POV-Ray : Newsgroups : povray.off-topic : Luniversity studies : Re: Luniversity studies Server Time
9 Oct 2024 20:51:19 EDT (-0400)
  Re: Luniversity studies  
From: scott
Date: 11 Nov 2008 08:35:02
Message: <49198a06@news.povray.org>
>> Kinematics and Dynamics in 2D
>
> Kinematics is a word?

Yes, it's basically about movements of objects without considering the 
forces that cause the movements.  eg if one part is fixed to move at 5000rpm 
what happens to the rest of the connected system.  Quite a lot of geometry 
and resolving velocities, instantaneous centres of rotation etc.

> Any idea what a "resonant mode" is?

One particular way something can vibrate, that can't be split up further.  A 
bit like splitting a signal into sine waves.  eg take a 30cm ruler, you can 
bend it in the middle, that's the 1st mode.  The 2nd mode is to force it 
into a complete sine wave shape (ie two bends in the length).  Of course in 
3D you get many more modes, like twisting, bending in the other direction 
etc.  It's easier to analyse the system if you can split it down into the 
resonant modes.  Each resonant mode will also have a natural frequency.

> Ouch. AFAIK, anything involving fluids or gasses = highly complex.

Yep this was my worst course, working out the states of steam and water 
vapour as it goes through a cycle, using huge look-up-tables because there 
are no formulae for these highly complex things, etc.  Although learning 
exactly how a jet engine works and calculating the exit speed and 
temperature of the exhaust gases was pretty cool.

>> Materials I & II
>
> Now that *sounds* quite simple... but I bet it isn't.
>
> (I'm presuming this is about elastic vs plastic deformation and so forth.)

Yeh, and how stress and cracks propagate, phase diagrams of mixtures of 
materials, particularly on the iron-carbon one (there are like 100 different 
states of iron depending how quickly it is cooled and what proportion of 
carbon you have in there).  Also hardness of materials, statistical analysis 
of ceramics, that sort of thing.

> ...so, Lorenz forces and so on?

Yep, starting with how semiconductors work (very physicsy) then going on to 
diodes and transistors, the 2nd part of the course did the same for 
magnetics, really a base lecture course for other ones.

>> Electrical Power
>
> OK, I have *got* to be missing something here. ;-)

Well from the previous course we already learnt that resistance is complex, 
so that helps you understand the generators and motors here, then 3-phase 
power, power transmission, transformers, power factor correction, that sort 
of stuff.

>> Comms Fourier Transforms & Signal & Data Analysis
>
> What a title! o_O

Got very hairy at stages with things like cross-correlation and 
auto-correlation, also with things like z-transforms and FIR and IIR filters 
etc.

>> Mathematics
>
> Oh... so that's specific then!

There were 2 courses here, both were optional depending on how much maths 
you had done at A level.  Most people sat the "fast" course just as a 
refresher, just to relearn the basics like how to solve differential 
equations, how matrices work, stuff like that.

>> Computing
> Interesting?

Not really, software life cycle, structured programming, numerical precision 
errors, algorithm complexity, search&sort algorithms, very vague and 
general, clearly aimed at writing some small code block to solve an 
Engineering problem rather than any huge software project.

>> Structural Design Project (ie building a bridge!)
> LOL!

They applied prices to each bit of metal you could use, then you had a 
budget to build a bridge to span a certain gap (about 1 metre) and support a 
certain weight (about 150kg).  Of course the cheapest one that could 
withstand 150kg won.  Mine buckled and collapsed spectacularly at about 70kg 
due to me not actually putting it together very squarely.  I still have this 
twisted lump of rusting metal in the attic at home!

> The... uh... no, I can't remember the name of it.
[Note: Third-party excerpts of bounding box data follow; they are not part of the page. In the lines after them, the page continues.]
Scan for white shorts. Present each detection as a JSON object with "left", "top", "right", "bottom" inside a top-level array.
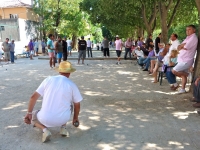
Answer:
[{"left": 173, "top": 62, "right": 191, "bottom": 72}]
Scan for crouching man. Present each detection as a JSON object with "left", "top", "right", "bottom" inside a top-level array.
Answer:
[{"left": 24, "top": 61, "right": 83, "bottom": 142}]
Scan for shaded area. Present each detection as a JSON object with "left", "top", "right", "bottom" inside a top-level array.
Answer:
[{"left": 0, "top": 59, "right": 200, "bottom": 150}]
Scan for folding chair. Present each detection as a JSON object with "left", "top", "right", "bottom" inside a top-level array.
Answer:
[{"left": 0, "top": 50, "right": 3, "bottom": 67}]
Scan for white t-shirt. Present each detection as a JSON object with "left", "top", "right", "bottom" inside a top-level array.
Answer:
[
  {"left": 87, "top": 40, "right": 92, "bottom": 47},
  {"left": 162, "top": 39, "right": 180, "bottom": 63},
  {"left": 135, "top": 49, "right": 144, "bottom": 57},
  {"left": 67, "top": 40, "right": 72, "bottom": 46},
  {"left": 36, "top": 75, "right": 83, "bottom": 127},
  {"left": 169, "top": 39, "right": 180, "bottom": 54},
  {"left": 34, "top": 41, "right": 38, "bottom": 49}
]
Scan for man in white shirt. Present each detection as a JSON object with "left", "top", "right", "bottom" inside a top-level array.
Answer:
[
  {"left": 34, "top": 39, "right": 38, "bottom": 56},
  {"left": 24, "top": 61, "right": 83, "bottom": 142},
  {"left": 87, "top": 38, "right": 92, "bottom": 58},
  {"left": 67, "top": 38, "right": 72, "bottom": 56},
  {"left": 163, "top": 33, "right": 180, "bottom": 64}
]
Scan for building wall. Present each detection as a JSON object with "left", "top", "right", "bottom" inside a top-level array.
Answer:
[
  {"left": 0, "top": 7, "right": 38, "bottom": 22},
  {"left": 0, "top": 7, "right": 27, "bottom": 19},
  {"left": 0, "top": 19, "right": 20, "bottom": 42},
  {"left": 18, "top": 19, "right": 39, "bottom": 43}
]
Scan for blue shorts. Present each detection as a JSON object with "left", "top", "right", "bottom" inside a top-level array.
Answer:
[
  {"left": 57, "top": 52, "right": 62, "bottom": 58},
  {"left": 67, "top": 46, "right": 72, "bottom": 51}
]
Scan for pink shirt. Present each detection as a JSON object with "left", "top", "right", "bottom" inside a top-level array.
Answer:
[
  {"left": 115, "top": 39, "right": 122, "bottom": 50},
  {"left": 178, "top": 33, "right": 198, "bottom": 66}
]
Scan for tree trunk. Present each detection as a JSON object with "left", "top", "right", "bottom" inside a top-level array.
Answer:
[
  {"left": 159, "top": 2, "right": 168, "bottom": 44},
  {"left": 191, "top": 0, "right": 200, "bottom": 79},
  {"left": 137, "top": 27, "right": 144, "bottom": 37},
  {"left": 72, "top": 35, "right": 77, "bottom": 49}
]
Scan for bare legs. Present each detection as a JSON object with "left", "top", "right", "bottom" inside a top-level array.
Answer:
[
  {"left": 49, "top": 57, "right": 55, "bottom": 68},
  {"left": 172, "top": 70, "right": 188, "bottom": 89}
]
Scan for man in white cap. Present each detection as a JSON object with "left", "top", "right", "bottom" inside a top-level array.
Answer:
[
  {"left": 115, "top": 35, "right": 122, "bottom": 65},
  {"left": 24, "top": 61, "right": 83, "bottom": 142}
]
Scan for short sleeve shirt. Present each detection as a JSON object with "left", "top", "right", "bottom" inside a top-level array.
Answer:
[
  {"left": 78, "top": 40, "right": 87, "bottom": 50},
  {"left": 115, "top": 39, "right": 122, "bottom": 50},
  {"left": 36, "top": 75, "right": 83, "bottom": 127},
  {"left": 47, "top": 39, "right": 54, "bottom": 52},
  {"left": 2, "top": 42, "right": 10, "bottom": 52}
]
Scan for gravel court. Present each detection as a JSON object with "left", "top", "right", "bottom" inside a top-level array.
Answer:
[{"left": 0, "top": 58, "right": 200, "bottom": 150}]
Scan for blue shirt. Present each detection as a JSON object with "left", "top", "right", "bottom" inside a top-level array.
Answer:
[{"left": 47, "top": 39, "right": 54, "bottom": 53}]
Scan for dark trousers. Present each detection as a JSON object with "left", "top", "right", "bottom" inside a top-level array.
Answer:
[
  {"left": 87, "top": 47, "right": 92, "bottom": 57},
  {"left": 124, "top": 48, "right": 131, "bottom": 59},
  {"left": 193, "top": 78, "right": 200, "bottom": 102},
  {"left": 63, "top": 52, "right": 67, "bottom": 61},
  {"left": 10, "top": 52, "right": 15, "bottom": 63},
  {"left": 103, "top": 48, "right": 110, "bottom": 57},
  {"left": 165, "top": 71, "right": 176, "bottom": 84}
]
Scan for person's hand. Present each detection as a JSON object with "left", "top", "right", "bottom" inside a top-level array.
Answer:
[
  {"left": 194, "top": 78, "right": 200, "bottom": 86},
  {"left": 189, "top": 67, "right": 194, "bottom": 72},
  {"left": 72, "top": 118, "right": 79, "bottom": 127},
  {"left": 24, "top": 114, "right": 32, "bottom": 124}
]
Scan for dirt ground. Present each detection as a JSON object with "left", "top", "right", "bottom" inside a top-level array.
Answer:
[{"left": 0, "top": 58, "right": 200, "bottom": 150}]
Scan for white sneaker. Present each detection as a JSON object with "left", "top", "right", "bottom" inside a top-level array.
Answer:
[
  {"left": 60, "top": 127, "right": 69, "bottom": 136},
  {"left": 178, "top": 89, "right": 186, "bottom": 94},
  {"left": 42, "top": 130, "right": 51, "bottom": 143}
]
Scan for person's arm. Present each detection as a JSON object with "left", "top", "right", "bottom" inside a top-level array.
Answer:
[
  {"left": 72, "top": 102, "right": 81, "bottom": 124},
  {"left": 1, "top": 43, "right": 4, "bottom": 51},
  {"left": 194, "top": 77, "right": 200, "bottom": 86},
  {"left": 24, "top": 92, "right": 40, "bottom": 124},
  {"left": 177, "top": 43, "right": 186, "bottom": 51},
  {"left": 55, "top": 42, "right": 58, "bottom": 52}
]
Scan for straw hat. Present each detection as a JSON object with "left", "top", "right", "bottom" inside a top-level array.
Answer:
[{"left": 56, "top": 61, "right": 76, "bottom": 73}]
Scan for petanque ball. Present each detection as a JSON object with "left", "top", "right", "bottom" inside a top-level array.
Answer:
[{"left": 74, "top": 121, "right": 79, "bottom": 127}]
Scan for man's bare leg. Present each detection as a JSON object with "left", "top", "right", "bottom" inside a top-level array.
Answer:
[
  {"left": 49, "top": 57, "right": 52, "bottom": 68},
  {"left": 34, "top": 123, "right": 51, "bottom": 142}
]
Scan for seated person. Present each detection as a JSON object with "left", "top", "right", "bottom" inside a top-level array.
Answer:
[
  {"left": 142, "top": 46, "right": 155, "bottom": 71},
  {"left": 190, "top": 77, "right": 200, "bottom": 108},
  {"left": 140, "top": 43, "right": 149, "bottom": 56},
  {"left": 149, "top": 43, "right": 165, "bottom": 73},
  {"left": 152, "top": 44, "right": 170, "bottom": 83},
  {"left": 24, "top": 46, "right": 30, "bottom": 58},
  {"left": 134, "top": 46, "right": 144, "bottom": 59},
  {"left": 164, "top": 50, "right": 179, "bottom": 91}
]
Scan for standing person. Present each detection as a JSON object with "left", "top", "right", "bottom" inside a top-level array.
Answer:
[
  {"left": 190, "top": 77, "right": 200, "bottom": 108},
  {"left": 67, "top": 38, "right": 72, "bottom": 56},
  {"left": 78, "top": 36, "right": 87, "bottom": 64},
  {"left": 155, "top": 33, "right": 161, "bottom": 54},
  {"left": 24, "top": 61, "right": 83, "bottom": 142},
  {"left": 172, "top": 25, "right": 198, "bottom": 93},
  {"left": 47, "top": 34, "right": 55, "bottom": 68},
  {"left": 62, "top": 38, "right": 67, "bottom": 61},
  {"left": 87, "top": 38, "right": 92, "bottom": 58},
  {"left": 9, "top": 40, "right": 15, "bottom": 64},
  {"left": 55, "top": 37, "right": 63, "bottom": 64},
  {"left": 102, "top": 37, "right": 110, "bottom": 57},
  {"left": 137, "top": 37, "right": 144, "bottom": 48},
  {"left": 41, "top": 39, "right": 46, "bottom": 55},
  {"left": 34, "top": 39, "right": 39, "bottom": 56},
  {"left": 124, "top": 38, "right": 132, "bottom": 59},
  {"left": 28, "top": 40, "right": 34, "bottom": 60},
  {"left": 146, "top": 34, "right": 154, "bottom": 49},
  {"left": 1, "top": 38, "right": 10, "bottom": 64},
  {"left": 115, "top": 35, "right": 122, "bottom": 65}
]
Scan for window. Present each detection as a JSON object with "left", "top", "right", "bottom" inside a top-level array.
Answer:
[
  {"left": 10, "top": 14, "right": 18, "bottom": 19},
  {"left": 0, "top": 26, "right": 5, "bottom": 31}
]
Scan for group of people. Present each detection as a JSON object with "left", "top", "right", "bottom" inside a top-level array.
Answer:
[
  {"left": 0, "top": 38, "right": 15, "bottom": 64},
  {"left": 134, "top": 25, "right": 200, "bottom": 104}
]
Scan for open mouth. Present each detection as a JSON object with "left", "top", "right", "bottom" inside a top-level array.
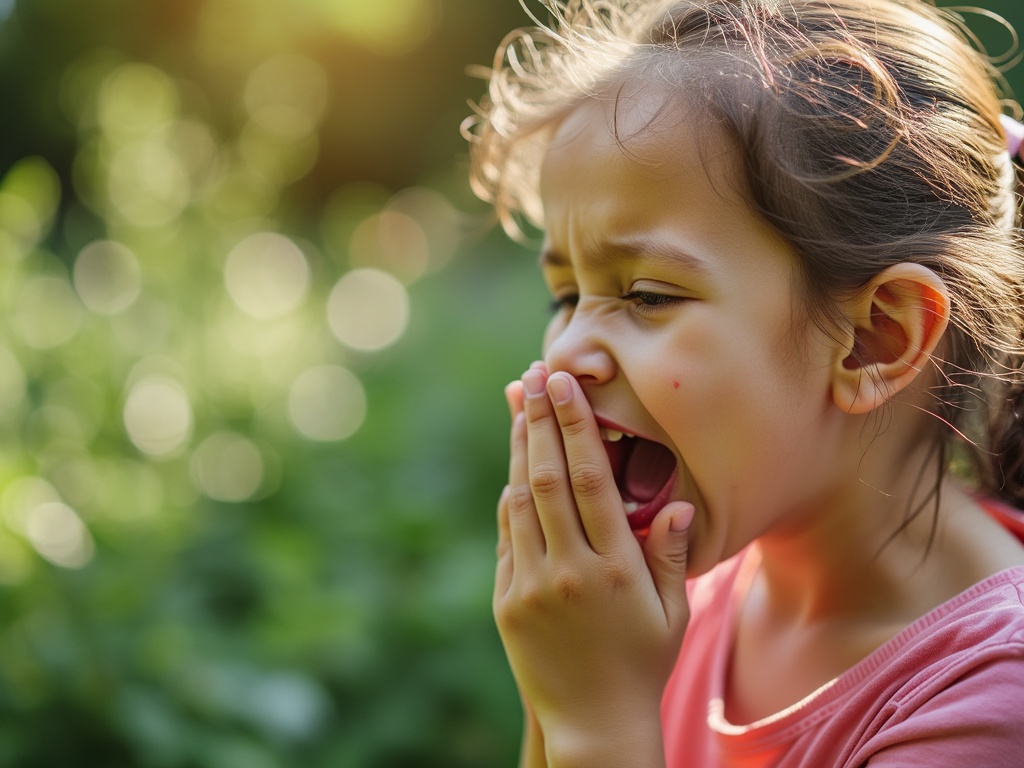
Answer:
[{"left": 601, "top": 427, "right": 677, "bottom": 530}]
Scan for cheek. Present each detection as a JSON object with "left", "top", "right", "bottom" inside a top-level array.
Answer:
[{"left": 541, "top": 313, "right": 565, "bottom": 356}]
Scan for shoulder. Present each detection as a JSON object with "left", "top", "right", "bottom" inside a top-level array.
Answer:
[{"left": 851, "top": 567, "right": 1024, "bottom": 768}]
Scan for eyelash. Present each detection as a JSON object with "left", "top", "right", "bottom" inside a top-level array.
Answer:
[{"left": 551, "top": 291, "right": 683, "bottom": 314}]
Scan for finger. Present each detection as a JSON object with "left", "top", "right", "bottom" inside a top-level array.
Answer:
[
  {"left": 508, "top": 414, "right": 547, "bottom": 567},
  {"left": 505, "top": 381, "right": 523, "bottom": 419},
  {"left": 522, "top": 369, "right": 584, "bottom": 550},
  {"left": 547, "top": 373, "right": 631, "bottom": 553},
  {"left": 643, "top": 502, "right": 694, "bottom": 632},
  {"left": 495, "top": 485, "right": 513, "bottom": 598}
]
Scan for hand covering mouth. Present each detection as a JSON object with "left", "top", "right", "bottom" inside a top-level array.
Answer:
[{"left": 601, "top": 427, "right": 678, "bottom": 530}]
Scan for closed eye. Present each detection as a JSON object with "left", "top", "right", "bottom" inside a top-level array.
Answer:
[{"left": 618, "top": 291, "right": 686, "bottom": 314}]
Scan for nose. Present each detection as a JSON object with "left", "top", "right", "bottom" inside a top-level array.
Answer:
[{"left": 544, "top": 307, "right": 615, "bottom": 386}]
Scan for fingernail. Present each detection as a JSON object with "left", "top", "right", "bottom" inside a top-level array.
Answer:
[
  {"left": 522, "top": 368, "right": 544, "bottom": 397},
  {"left": 669, "top": 504, "right": 694, "bottom": 534},
  {"left": 548, "top": 374, "right": 572, "bottom": 406}
]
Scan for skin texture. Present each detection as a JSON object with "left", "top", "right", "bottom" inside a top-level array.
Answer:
[{"left": 494, "top": 84, "right": 1024, "bottom": 768}]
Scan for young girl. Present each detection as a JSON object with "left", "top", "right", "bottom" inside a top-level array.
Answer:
[{"left": 471, "top": 0, "right": 1024, "bottom": 768}]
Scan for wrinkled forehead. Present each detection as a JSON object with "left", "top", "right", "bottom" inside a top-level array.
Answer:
[{"left": 540, "top": 76, "right": 749, "bottom": 222}]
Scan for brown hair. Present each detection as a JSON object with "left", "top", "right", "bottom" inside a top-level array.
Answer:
[{"left": 467, "top": 0, "right": 1024, "bottom": 513}]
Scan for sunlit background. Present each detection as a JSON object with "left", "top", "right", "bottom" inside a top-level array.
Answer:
[{"left": 0, "top": 0, "right": 1024, "bottom": 768}]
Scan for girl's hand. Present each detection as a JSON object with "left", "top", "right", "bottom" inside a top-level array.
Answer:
[{"left": 494, "top": 365, "right": 693, "bottom": 766}]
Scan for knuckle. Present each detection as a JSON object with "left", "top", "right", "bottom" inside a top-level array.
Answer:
[
  {"left": 509, "top": 485, "right": 534, "bottom": 517},
  {"left": 551, "top": 568, "right": 587, "bottom": 603},
  {"left": 601, "top": 559, "right": 636, "bottom": 590},
  {"left": 569, "top": 464, "right": 611, "bottom": 498},
  {"left": 561, "top": 416, "right": 591, "bottom": 437},
  {"left": 529, "top": 465, "right": 563, "bottom": 499}
]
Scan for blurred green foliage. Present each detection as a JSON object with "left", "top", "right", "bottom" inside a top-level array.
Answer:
[{"left": 0, "top": 0, "right": 1024, "bottom": 768}]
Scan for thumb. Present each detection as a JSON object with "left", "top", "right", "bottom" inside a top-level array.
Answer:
[{"left": 643, "top": 502, "right": 694, "bottom": 627}]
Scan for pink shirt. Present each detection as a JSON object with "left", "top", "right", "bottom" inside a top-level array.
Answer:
[{"left": 662, "top": 505, "right": 1024, "bottom": 768}]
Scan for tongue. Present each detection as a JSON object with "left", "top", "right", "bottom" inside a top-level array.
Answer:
[{"left": 623, "top": 439, "right": 676, "bottom": 503}]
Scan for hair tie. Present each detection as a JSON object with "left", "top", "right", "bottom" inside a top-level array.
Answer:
[{"left": 999, "top": 115, "right": 1024, "bottom": 158}]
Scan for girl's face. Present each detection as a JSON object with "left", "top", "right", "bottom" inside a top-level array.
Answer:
[{"left": 541, "top": 93, "right": 862, "bottom": 573}]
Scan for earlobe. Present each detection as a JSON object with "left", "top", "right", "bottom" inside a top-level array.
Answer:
[{"left": 833, "top": 263, "right": 949, "bottom": 414}]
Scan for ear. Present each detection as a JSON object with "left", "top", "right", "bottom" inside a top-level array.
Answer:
[{"left": 833, "top": 263, "right": 949, "bottom": 414}]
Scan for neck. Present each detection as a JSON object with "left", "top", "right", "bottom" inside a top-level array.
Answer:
[{"left": 759, "top": 438, "right": 1022, "bottom": 625}]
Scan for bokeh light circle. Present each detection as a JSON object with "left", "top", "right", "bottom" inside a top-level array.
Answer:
[
  {"left": 327, "top": 268, "right": 409, "bottom": 351},
  {"left": 73, "top": 240, "right": 142, "bottom": 314},
  {"left": 288, "top": 366, "right": 367, "bottom": 442},
  {"left": 26, "top": 502, "right": 95, "bottom": 568},
  {"left": 123, "top": 375, "right": 193, "bottom": 457},
  {"left": 224, "top": 232, "right": 309, "bottom": 318},
  {"left": 191, "top": 431, "right": 263, "bottom": 502}
]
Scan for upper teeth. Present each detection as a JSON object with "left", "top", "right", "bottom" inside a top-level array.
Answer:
[{"left": 601, "top": 427, "right": 633, "bottom": 442}]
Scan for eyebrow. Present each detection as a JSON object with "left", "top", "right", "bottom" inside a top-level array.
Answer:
[{"left": 538, "top": 237, "right": 711, "bottom": 273}]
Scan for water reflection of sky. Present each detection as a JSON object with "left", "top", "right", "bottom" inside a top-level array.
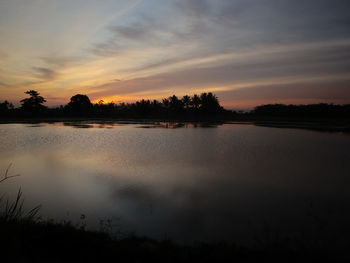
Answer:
[{"left": 0, "top": 123, "right": 350, "bottom": 245}]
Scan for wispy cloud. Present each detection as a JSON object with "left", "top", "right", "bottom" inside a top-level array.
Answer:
[{"left": 33, "top": 67, "right": 56, "bottom": 81}]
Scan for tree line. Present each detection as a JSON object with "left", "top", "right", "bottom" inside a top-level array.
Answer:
[
  {"left": 0, "top": 90, "right": 350, "bottom": 120},
  {"left": 0, "top": 90, "right": 229, "bottom": 119}
]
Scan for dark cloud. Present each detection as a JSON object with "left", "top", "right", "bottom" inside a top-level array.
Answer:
[
  {"left": 41, "top": 55, "right": 82, "bottom": 67},
  {"left": 87, "top": 38, "right": 350, "bottom": 101},
  {"left": 33, "top": 67, "right": 56, "bottom": 81}
]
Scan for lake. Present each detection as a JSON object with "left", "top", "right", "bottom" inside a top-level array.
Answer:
[{"left": 0, "top": 122, "right": 350, "bottom": 246}]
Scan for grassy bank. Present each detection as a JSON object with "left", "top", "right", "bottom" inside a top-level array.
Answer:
[{"left": 0, "top": 191, "right": 350, "bottom": 262}]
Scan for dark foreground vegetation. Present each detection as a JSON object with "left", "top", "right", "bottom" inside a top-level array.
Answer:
[
  {"left": 0, "top": 198, "right": 350, "bottom": 262},
  {"left": 0, "top": 90, "right": 350, "bottom": 125},
  {"left": 0, "top": 169, "right": 350, "bottom": 263}
]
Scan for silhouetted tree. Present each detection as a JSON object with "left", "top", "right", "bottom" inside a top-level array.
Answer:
[
  {"left": 0, "top": 100, "right": 14, "bottom": 116},
  {"left": 191, "top": 94, "right": 201, "bottom": 109},
  {"left": 21, "top": 90, "right": 47, "bottom": 113},
  {"left": 67, "top": 94, "right": 92, "bottom": 116},
  {"left": 181, "top": 95, "right": 191, "bottom": 109}
]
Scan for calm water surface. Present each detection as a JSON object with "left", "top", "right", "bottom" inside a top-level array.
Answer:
[{"left": 0, "top": 123, "right": 350, "bottom": 245}]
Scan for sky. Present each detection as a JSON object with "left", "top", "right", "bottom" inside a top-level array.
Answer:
[{"left": 0, "top": 0, "right": 350, "bottom": 109}]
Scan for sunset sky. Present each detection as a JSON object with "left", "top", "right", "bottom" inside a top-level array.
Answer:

But there *is* a 
> programming contest that's a bit like the IRTC. They set a challenge, and 
> you have so many days to write a program that solves it. One of them was 
> where your program accepts a track description as input, and produces a 
> series of driving commands as output. The car that gets round the track 
> fastest wins. (But the car simulation part is an external program, with 
> limits on acceleration, cornering, etc.)

Oh that sounds cool, one of our practicals was a bit like that, we had to 
write a program to control some factory that was producing several different 
parts according to demand.  It got quite complex and remember writing a 6 or 
8 dimensional optimisation algorithm to see when was best to switch 
production lines from one product to another!